I've passed along this question to Dr. Beeke. I'll let you know what he says, if he responds.

Reactions: Like 1


----------



## bookslover (Sep 6, 2018)

bookslover said:


> I've passed along this question to Dr. Beeke. I'll let you know what he says, if he responds.



UPDATE: Here's his answer:

"Good question: we have talked about this only once - and then briefly - so far. Since that is in volume 4, we have plenty of time to discuss this further! I am sure we will work something out, but right now, we are zoned in on completing volume 2 by the due date. But thanks for asking."

Reminder: volume 4 is scheduled to be published in July, 2022.

Reactions: Like 1


----------



## Taylor (Sep 7, 2018)

bookslover said:


> Reminder: volume 4 is scheduled to be published in July, 2022.
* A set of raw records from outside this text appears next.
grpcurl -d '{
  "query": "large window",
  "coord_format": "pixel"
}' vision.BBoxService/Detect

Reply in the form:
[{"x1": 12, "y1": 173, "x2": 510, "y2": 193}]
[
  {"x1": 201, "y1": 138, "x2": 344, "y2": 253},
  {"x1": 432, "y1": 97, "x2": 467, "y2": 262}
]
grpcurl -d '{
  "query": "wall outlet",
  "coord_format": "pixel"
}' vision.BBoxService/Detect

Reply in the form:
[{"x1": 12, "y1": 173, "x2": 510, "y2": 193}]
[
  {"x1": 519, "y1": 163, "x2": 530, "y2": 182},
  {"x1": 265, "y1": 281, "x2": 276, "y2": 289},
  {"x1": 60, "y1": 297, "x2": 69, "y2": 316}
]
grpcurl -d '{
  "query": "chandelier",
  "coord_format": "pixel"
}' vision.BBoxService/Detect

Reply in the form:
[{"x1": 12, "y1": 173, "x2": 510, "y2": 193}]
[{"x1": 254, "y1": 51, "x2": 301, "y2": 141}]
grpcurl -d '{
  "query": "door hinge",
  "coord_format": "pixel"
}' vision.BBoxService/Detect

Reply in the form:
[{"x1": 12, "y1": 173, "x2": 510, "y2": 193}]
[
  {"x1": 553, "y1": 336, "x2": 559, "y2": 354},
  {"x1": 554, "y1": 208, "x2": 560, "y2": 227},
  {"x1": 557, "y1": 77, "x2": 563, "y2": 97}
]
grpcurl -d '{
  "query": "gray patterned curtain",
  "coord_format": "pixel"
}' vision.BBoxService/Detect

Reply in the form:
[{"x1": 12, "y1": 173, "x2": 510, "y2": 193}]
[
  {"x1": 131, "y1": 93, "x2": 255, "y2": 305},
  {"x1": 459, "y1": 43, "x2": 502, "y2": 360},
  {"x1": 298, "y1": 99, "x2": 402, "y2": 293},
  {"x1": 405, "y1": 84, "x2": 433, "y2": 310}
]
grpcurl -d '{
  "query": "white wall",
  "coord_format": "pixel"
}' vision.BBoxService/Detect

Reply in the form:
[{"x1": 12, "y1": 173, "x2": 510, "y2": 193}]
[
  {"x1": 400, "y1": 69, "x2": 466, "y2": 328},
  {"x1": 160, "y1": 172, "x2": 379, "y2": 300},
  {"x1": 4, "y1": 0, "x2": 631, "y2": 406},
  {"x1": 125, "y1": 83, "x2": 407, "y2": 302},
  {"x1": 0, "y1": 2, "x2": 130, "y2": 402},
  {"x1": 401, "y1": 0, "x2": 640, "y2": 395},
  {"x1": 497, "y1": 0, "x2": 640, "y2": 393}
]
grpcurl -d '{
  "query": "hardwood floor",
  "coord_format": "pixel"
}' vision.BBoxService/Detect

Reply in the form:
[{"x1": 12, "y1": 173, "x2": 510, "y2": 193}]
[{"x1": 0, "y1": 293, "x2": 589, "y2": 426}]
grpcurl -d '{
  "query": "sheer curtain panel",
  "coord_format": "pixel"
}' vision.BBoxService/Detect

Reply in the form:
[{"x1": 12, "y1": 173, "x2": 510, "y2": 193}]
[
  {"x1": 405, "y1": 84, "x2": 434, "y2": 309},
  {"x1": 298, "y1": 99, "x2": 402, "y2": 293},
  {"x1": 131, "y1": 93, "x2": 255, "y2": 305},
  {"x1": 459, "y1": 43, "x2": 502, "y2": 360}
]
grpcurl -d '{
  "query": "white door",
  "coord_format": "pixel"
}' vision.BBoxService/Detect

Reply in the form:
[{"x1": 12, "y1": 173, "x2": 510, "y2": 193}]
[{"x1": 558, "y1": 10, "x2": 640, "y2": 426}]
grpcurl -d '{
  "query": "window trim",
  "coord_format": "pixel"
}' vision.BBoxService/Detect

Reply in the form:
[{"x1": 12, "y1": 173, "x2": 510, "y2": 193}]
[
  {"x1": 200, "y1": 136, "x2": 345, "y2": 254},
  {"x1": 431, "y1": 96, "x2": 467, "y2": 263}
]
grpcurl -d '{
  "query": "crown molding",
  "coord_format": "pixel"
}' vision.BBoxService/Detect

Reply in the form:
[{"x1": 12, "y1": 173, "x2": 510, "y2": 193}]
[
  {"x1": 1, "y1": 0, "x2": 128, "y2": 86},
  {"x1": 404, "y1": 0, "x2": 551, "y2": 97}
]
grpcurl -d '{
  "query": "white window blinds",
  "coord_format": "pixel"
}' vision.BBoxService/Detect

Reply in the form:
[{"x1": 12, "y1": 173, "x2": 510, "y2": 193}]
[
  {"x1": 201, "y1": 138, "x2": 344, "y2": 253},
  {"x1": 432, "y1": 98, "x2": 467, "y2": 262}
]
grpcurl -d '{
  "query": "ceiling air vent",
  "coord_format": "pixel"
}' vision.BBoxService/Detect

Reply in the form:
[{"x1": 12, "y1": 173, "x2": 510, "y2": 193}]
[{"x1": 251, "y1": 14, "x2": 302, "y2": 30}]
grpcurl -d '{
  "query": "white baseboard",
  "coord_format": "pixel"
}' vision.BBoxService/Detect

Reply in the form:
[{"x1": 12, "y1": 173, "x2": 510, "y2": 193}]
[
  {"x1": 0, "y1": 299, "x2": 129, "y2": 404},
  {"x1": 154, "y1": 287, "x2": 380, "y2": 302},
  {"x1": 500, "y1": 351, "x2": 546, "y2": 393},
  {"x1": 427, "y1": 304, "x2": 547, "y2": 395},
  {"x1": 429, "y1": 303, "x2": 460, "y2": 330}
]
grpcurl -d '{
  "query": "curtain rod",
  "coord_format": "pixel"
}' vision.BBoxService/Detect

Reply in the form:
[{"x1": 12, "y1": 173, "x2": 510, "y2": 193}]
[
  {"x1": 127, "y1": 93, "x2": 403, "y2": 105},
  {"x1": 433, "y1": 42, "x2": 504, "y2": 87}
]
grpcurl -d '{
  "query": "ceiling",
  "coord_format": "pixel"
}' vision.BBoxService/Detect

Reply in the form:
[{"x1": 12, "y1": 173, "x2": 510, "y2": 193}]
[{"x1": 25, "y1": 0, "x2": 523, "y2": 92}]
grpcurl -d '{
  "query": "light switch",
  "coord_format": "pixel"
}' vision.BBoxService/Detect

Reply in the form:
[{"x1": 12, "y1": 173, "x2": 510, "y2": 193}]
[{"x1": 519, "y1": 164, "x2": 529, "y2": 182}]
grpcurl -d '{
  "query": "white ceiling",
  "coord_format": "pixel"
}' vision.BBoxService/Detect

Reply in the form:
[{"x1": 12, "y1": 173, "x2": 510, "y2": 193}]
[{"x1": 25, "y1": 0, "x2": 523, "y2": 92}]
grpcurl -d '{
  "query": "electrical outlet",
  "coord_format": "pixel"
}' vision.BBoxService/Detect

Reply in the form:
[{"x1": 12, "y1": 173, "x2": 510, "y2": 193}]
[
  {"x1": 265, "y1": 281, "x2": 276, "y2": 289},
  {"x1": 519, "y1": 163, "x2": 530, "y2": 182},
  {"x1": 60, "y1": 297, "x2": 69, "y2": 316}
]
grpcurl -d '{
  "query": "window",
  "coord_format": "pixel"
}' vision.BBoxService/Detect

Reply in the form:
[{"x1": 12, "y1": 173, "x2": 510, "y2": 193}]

I can’t believe I must wait almost *four years* for this to be finished. Is patience _really_ a virtue? Someone please tell me it isn’t...


----------



## bookslover (Sep 7, 2018)

Taylor Sexton said:


> I can’t believe I must wait almost *four years* for this to be finished. Is patience _really_ a virtue? Someone please tell me it isn’t...



Consider yourself lucky. As someone noted, Beeke originally wanted his systematic theology to be 7 volumes, but Crossway talked him out of it.


----------